Well, it seems that at least one community can’t be trusted with access to the Wikipedia.
That would be the U.S. Congress.
Over the weekend, the Washington Post ran a story about the Wikipedia’s decision to ban edits to entries coming from House of Representatives and Senate IP addresses. It seems that the staff members of various members of Congress have found it just too tempting to alter the historical record and so have been deleting unflattering references in their bosses’ entries (whitewashing in Wikipedia-speak) , or have been adding unflattering material to the entries of other people’s bosses (vandalism). One of the most popular edits, according to the Post, is the removal of any reference to Tom DeLay from the profiles of various members.
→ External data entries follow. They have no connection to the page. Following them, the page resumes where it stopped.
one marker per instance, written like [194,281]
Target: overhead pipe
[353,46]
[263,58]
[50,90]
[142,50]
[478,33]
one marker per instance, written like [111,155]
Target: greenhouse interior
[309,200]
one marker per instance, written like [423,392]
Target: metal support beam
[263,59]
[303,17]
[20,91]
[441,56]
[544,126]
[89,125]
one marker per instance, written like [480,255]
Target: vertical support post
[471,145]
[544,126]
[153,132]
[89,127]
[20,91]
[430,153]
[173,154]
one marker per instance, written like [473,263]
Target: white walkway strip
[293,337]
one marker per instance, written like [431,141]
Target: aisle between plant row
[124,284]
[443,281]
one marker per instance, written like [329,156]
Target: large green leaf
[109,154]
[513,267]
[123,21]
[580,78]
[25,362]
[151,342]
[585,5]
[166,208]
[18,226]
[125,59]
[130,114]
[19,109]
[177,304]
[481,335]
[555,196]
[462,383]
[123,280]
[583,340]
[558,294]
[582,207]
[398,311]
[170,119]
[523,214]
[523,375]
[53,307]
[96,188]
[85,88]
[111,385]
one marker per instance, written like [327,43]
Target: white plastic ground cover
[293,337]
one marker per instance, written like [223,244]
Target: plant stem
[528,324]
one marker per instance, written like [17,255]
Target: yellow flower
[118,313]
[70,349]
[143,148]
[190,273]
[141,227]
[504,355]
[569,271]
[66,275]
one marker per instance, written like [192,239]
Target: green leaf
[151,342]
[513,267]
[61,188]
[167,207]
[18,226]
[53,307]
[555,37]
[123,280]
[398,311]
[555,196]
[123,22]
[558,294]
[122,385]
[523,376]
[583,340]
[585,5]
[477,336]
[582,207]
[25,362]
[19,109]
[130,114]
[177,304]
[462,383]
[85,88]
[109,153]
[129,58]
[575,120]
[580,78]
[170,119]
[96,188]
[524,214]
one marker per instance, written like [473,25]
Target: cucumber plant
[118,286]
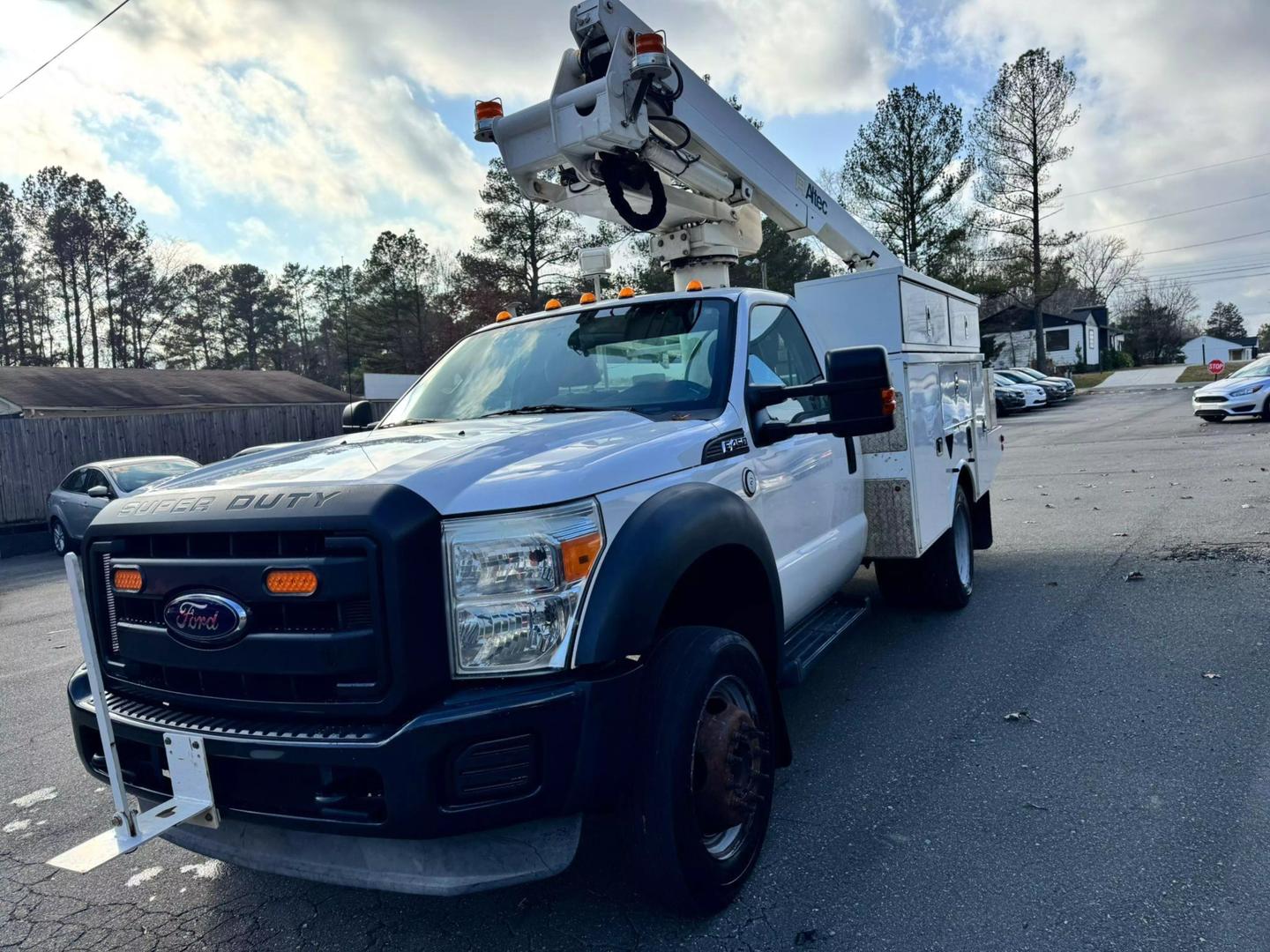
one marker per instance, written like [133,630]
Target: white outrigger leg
[187,767]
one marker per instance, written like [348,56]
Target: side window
[780,353]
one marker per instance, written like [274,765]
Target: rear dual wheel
[944,576]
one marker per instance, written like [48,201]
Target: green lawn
[1084,381]
[1198,374]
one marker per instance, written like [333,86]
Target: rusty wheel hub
[728,778]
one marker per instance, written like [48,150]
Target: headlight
[516,584]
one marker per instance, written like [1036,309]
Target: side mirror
[358,417]
[863,400]
[857,385]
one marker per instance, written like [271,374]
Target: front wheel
[703,795]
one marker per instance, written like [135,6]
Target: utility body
[574,566]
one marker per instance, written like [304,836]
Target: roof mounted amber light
[291,582]
[129,580]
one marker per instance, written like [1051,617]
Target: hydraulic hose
[617,172]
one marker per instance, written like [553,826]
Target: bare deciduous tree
[1104,264]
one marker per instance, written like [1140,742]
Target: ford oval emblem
[205,621]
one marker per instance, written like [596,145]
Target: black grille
[324,649]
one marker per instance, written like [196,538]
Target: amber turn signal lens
[291,582]
[649,43]
[129,580]
[579,554]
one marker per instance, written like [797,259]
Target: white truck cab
[572,569]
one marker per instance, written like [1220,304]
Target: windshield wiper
[410,421]
[548,409]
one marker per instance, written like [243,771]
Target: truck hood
[1227,386]
[474,466]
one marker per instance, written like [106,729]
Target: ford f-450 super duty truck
[573,568]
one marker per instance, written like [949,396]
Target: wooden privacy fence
[36,453]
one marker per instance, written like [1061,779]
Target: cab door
[810,496]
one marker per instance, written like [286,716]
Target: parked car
[1010,398]
[86,492]
[262,447]
[1033,394]
[1039,377]
[1246,392]
[1054,391]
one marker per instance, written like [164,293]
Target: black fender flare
[652,551]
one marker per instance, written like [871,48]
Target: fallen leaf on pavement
[1013,716]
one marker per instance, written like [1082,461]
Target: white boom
[628,121]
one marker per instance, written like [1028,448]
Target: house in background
[1206,346]
[1109,337]
[1070,339]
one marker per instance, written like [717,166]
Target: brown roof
[75,390]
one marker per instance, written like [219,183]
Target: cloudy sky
[296,130]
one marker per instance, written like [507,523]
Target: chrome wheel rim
[961,547]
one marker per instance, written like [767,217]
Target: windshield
[133,476]
[658,357]
[1258,368]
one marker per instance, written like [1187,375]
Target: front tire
[698,815]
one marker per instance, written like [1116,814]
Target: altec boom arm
[638,138]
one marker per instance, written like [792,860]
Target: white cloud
[1163,86]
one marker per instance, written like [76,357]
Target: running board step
[813,635]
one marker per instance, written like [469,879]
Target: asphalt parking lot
[1129,809]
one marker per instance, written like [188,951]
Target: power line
[1204,244]
[1185,211]
[63,49]
[1168,175]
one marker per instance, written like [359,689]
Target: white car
[1244,394]
[1033,394]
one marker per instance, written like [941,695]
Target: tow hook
[728,777]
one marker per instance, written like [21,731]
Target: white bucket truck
[574,566]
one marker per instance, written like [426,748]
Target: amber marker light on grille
[129,580]
[291,582]
[579,554]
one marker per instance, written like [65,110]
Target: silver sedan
[86,492]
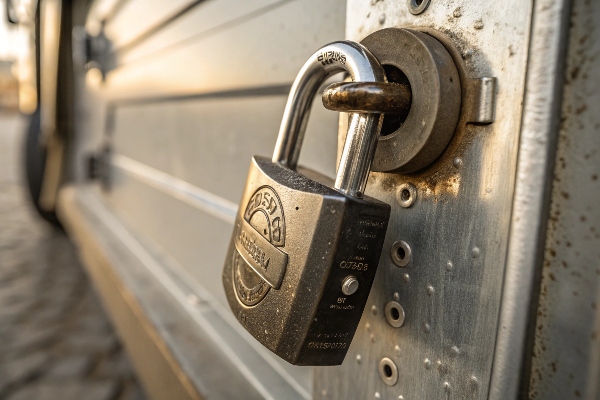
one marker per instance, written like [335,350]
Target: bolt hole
[391,123]
[405,195]
[401,253]
[387,370]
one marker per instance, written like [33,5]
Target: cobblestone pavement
[55,340]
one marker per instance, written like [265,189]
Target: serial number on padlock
[354,265]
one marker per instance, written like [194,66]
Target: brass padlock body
[326,236]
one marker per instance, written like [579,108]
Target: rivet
[394,314]
[417,7]
[430,290]
[388,372]
[406,194]
[455,351]
[401,253]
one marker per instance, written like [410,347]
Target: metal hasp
[368,97]
[303,255]
[353,58]
[434,96]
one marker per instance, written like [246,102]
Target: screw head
[406,194]
[349,285]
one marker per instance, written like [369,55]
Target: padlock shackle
[364,129]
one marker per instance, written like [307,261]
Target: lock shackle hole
[364,129]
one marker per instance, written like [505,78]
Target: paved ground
[55,340]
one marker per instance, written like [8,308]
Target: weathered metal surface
[457,228]
[566,353]
[182,128]
[435,104]
[537,145]
[168,323]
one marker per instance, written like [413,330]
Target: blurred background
[55,340]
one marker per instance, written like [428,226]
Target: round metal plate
[436,99]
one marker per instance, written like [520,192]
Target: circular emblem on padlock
[258,263]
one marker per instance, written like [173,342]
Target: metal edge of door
[535,167]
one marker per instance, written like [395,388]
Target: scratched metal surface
[457,229]
[566,361]
[185,110]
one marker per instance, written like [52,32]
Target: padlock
[303,254]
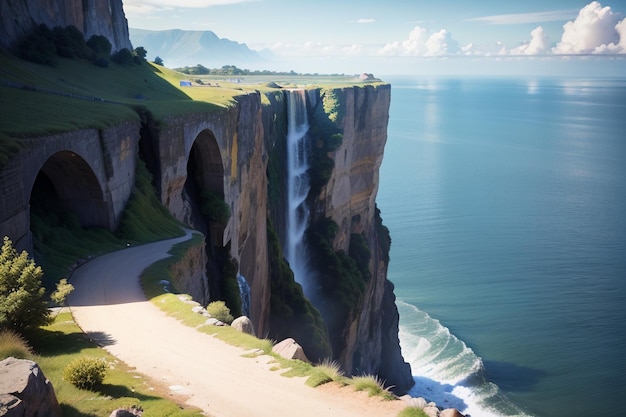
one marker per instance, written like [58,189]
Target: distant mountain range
[179,48]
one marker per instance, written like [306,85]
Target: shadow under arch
[66,183]
[204,193]
[205,176]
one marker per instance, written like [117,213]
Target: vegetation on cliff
[22,304]
[341,277]
[291,314]
[325,137]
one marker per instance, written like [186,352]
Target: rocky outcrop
[25,391]
[102,17]
[290,349]
[244,325]
[370,335]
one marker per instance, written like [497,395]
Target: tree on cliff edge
[22,304]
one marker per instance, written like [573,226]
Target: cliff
[368,338]
[220,169]
[102,17]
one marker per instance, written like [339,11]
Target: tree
[22,304]
[123,57]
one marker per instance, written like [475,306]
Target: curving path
[109,305]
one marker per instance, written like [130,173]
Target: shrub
[412,412]
[22,304]
[373,385]
[218,310]
[325,372]
[86,373]
[123,57]
[64,289]
[12,344]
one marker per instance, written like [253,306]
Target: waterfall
[244,293]
[297,184]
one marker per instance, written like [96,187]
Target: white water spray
[297,184]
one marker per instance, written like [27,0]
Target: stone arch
[68,183]
[205,172]
[205,164]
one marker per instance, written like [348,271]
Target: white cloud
[595,30]
[146,7]
[353,50]
[523,18]
[538,45]
[441,43]
[420,43]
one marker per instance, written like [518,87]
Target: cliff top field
[77,94]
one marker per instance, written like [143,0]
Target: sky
[555,37]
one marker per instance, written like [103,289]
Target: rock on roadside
[25,391]
[244,325]
[290,349]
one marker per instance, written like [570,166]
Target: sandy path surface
[109,305]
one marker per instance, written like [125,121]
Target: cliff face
[370,335]
[102,17]
[226,152]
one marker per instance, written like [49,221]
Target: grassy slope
[32,114]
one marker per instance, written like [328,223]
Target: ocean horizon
[506,203]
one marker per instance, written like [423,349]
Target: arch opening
[204,188]
[67,192]
[204,194]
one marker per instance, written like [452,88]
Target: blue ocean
[506,202]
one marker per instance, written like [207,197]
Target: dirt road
[109,305]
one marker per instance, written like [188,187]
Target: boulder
[415,402]
[25,391]
[450,412]
[290,349]
[244,325]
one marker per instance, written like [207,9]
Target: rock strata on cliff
[103,17]
[369,339]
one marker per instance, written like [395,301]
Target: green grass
[412,412]
[175,306]
[62,342]
[60,241]
[12,344]
[373,386]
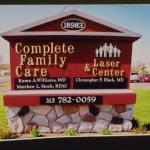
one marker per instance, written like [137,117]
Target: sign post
[70,71]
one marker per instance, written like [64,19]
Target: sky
[133,17]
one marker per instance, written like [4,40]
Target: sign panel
[71,100]
[73,24]
[70,64]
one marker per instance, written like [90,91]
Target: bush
[70,132]
[34,132]
[6,133]
[105,131]
[135,123]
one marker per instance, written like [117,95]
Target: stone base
[82,118]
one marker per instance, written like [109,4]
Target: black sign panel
[42,83]
[100,83]
[71,100]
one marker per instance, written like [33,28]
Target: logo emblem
[73,24]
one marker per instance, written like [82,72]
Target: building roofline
[19,31]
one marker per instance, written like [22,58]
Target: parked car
[145,78]
[134,77]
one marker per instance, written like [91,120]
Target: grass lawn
[141,108]
[2,112]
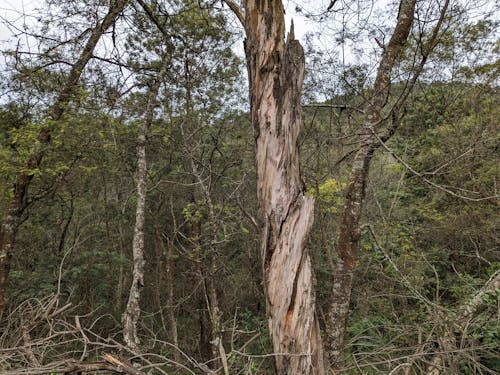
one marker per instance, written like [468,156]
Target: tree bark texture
[349,231]
[276,72]
[133,310]
[12,217]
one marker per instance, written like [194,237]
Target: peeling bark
[349,231]
[11,220]
[133,310]
[276,71]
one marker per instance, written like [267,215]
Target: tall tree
[276,71]
[132,311]
[371,138]
[17,205]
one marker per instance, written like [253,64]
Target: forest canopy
[204,187]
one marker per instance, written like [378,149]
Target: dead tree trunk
[12,217]
[132,311]
[276,72]
[349,232]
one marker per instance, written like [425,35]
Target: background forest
[130,216]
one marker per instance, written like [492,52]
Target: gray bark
[276,71]
[15,208]
[133,310]
[349,231]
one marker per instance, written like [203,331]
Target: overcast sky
[12,10]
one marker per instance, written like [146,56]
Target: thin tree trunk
[349,231]
[276,71]
[170,298]
[133,311]
[12,217]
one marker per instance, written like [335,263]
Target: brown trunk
[11,219]
[276,71]
[133,311]
[200,315]
[170,298]
[349,231]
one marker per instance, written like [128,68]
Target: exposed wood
[276,71]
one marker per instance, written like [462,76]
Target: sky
[12,11]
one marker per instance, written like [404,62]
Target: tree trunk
[132,311]
[276,71]
[11,220]
[349,231]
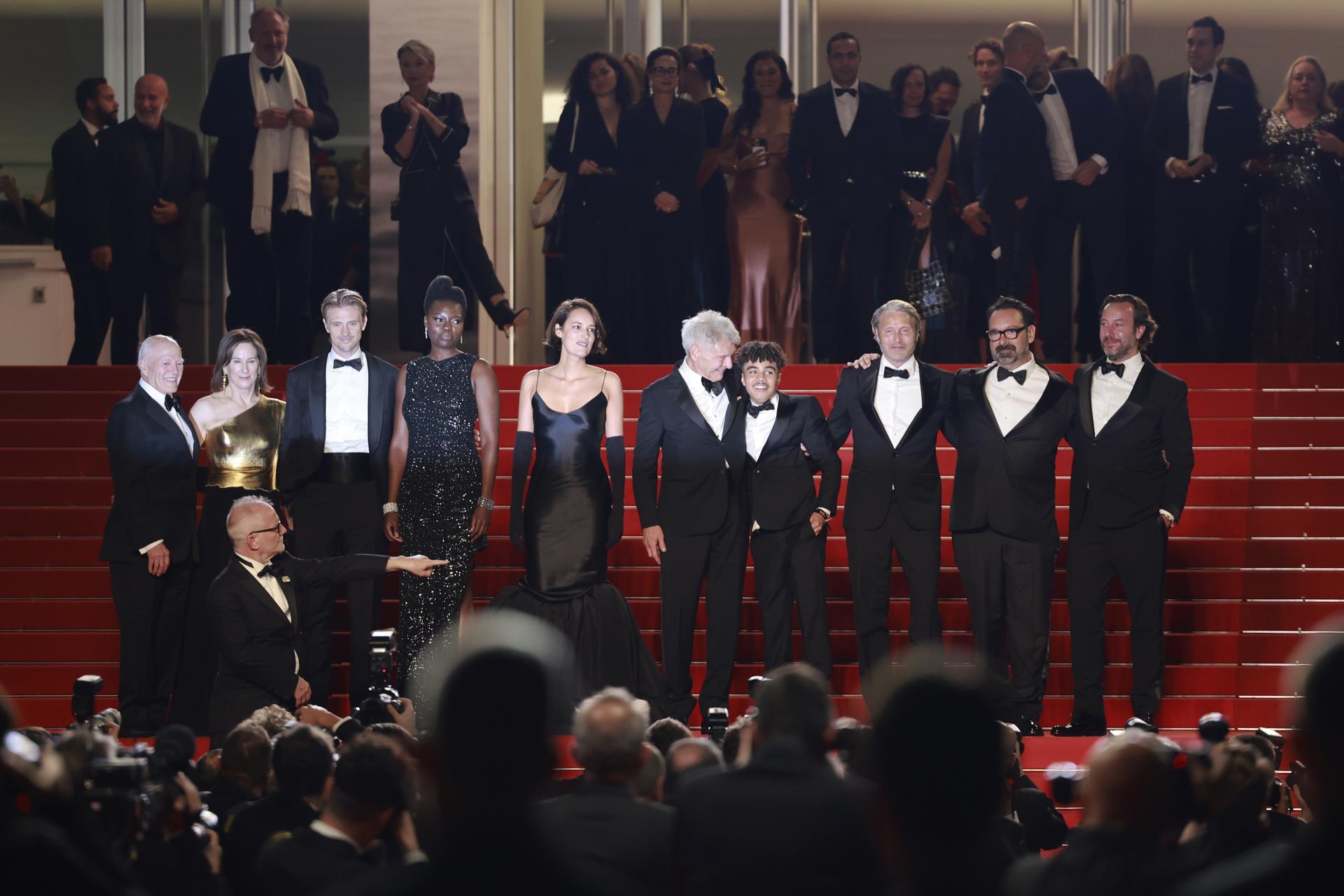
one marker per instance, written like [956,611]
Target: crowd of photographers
[930,798]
The Post story was entertaining, largely because it seemed that the writer seemed mystified by the whole Wikipedia phenomenon and seemed surprised to find that people actually care about what is published in the Wikipedia. The deeper issues of the efficacy of open source knowledge creation didn’t really come up in the story, so don’t read it hoping for some new insight. Instead, read it because it gives you a sense for the ways the mainstream media, as represented by the Post (which I still love), lag behind the curve when it comes to the ways that digital media are transforming what passes for history these days.
Oh, and one more thing…do the staff people at the Wikipedia think that Hill staffers only use their computers at work?